It’s official: The island of Jordan’s Delight has gone back to the birds.
The U.S. Fish and Wildlife Service last month added Jordan’s Delight, a rocky outcropping in Narraguagus Bay, to the Maine Coastal Islands National Wildlife Refuge.
The 30-acre island joins a list of nearly 50 other islands that are part of a refuge complex stretching along 150 miles of the Maine coast.
What makes the history of Jordan’s Delight unique is that less than a decade ago the island had been written off by some as another loss to development.
Back in the 1990s, the statewide conservation group Maine Coast Heritage Trust tried to purchase Jordan’s Delight but couldn’t raise the money. Instead, a man from outside of Maine stepped in and bought the island, which is located off the coast of Milbridge in southern Washington County.
The man built a small “boathouse” and then proceeded to construct a two-story, 3,000-square-foot house atop the island’s massive cliffs. But before completing the interior of the house, the man suddenly left and put the island on the market for $1.6 million.
Again, Maine Coast Heritage Trust could not afford to purchase the island. But an anonymous donor from Massachusetts bought Jordan’s Delight for around $1 million and donated 27 of the 30 acres to the conservation group.
Maine Coast Heritage Trust then hired a contractor to remove the nearly finished house and return the land to the birds. Last month, the organization transferred ownership of the island to the USFWS for $70,000, which covered the cost of removing the building and restoring the land.
David MacDonald, director of land protection for the Topsham-based trust, said his organization has removed old shacks or sheds from land before. But he said de-constructing a large house was “very unusual” for his group.

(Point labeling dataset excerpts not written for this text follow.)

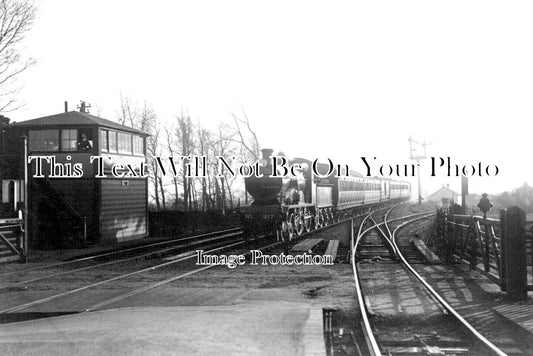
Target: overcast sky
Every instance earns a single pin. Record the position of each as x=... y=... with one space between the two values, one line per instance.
x=334 y=79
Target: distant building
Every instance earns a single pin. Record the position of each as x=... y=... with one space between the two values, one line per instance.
x=75 y=211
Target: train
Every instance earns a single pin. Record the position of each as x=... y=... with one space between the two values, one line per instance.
x=288 y=206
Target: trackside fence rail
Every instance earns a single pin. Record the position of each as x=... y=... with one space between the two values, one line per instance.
x=501 y=249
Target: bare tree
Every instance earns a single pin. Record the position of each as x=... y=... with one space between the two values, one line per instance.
x=247 y=137
x=248 y=141
x=184 y=134
x=16 y=19
x=128 y=113
x=170 y=148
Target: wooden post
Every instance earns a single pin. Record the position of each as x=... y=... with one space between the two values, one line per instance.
x=515 y=249
x=503 y=251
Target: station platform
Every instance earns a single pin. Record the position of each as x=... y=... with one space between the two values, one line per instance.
x=265 y=328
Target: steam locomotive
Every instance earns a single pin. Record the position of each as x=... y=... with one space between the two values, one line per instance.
x=291 y=206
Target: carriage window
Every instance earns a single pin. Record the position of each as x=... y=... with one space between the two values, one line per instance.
x=124 y=143
x=69 y=140
x=138 y=145
x=44 y=140
x=113 y=141
x=85 y=140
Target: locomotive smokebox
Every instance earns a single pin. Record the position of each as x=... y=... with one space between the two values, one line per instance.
x=264 y=190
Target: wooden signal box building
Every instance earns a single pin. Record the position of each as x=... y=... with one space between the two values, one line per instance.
x=70 y=205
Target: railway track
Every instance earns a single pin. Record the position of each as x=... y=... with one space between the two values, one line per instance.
x=183 y=251
x=69 y=275
x=121 y=255
x=417 y=320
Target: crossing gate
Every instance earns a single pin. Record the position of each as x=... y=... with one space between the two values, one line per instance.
x=500 y=248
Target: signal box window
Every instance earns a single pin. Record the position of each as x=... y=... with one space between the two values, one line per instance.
x=104 y=143
x=44 y=140
x=85 y=142
x=112 y=141
x=69 y=140
x=124 y=143
x=138 y=145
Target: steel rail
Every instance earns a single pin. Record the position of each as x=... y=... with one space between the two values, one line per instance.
x=166 y=242
x=160 y=283
x=491 y=347
x=116 y=261
x=367 y=329
x=369 y=335
x=55 y=296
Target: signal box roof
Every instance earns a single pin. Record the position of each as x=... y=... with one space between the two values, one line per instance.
x=76 y=118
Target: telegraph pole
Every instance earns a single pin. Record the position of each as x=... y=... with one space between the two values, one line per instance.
x=417 y=158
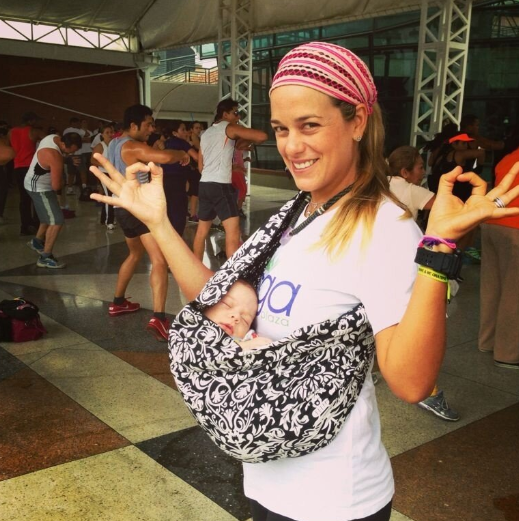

Not everyone thought the island could be saved after the house was built, MacDonald said.
“Many folks thought, `Well, the damage has been done,’ but others thought this is a chance to bring the island back to its natural setting,” MacDonald said.
The family of the anonymous donor will retain access to the smaller house and three surrounding acres but, under the terms of a conservation easement, are allowed to use the property only when the seabirds are not nesting.
Black guillemots, black-backed and herring gulls, double-crested cormorants, common eiders and Leach’s storm petrel all nest on Jordan’s Delight.
“The [Fish and Wildlife] Service would not have had the opportunity to protect this important seabird nesting area without the generosity of a conservation-minded family and the Maine Coast Heritage Trust’s dedicated stewardship of our coastal resources,” Charlie Blair, manager of the Maine Coastal Islands National Wildlife Refuge, said in a statement.
The Maine Coastal Islands National Wildlife Refuge includes the Petit Manan, Cross Island, Franklin Island, Seal Island, and Pond Island wildlife refuges.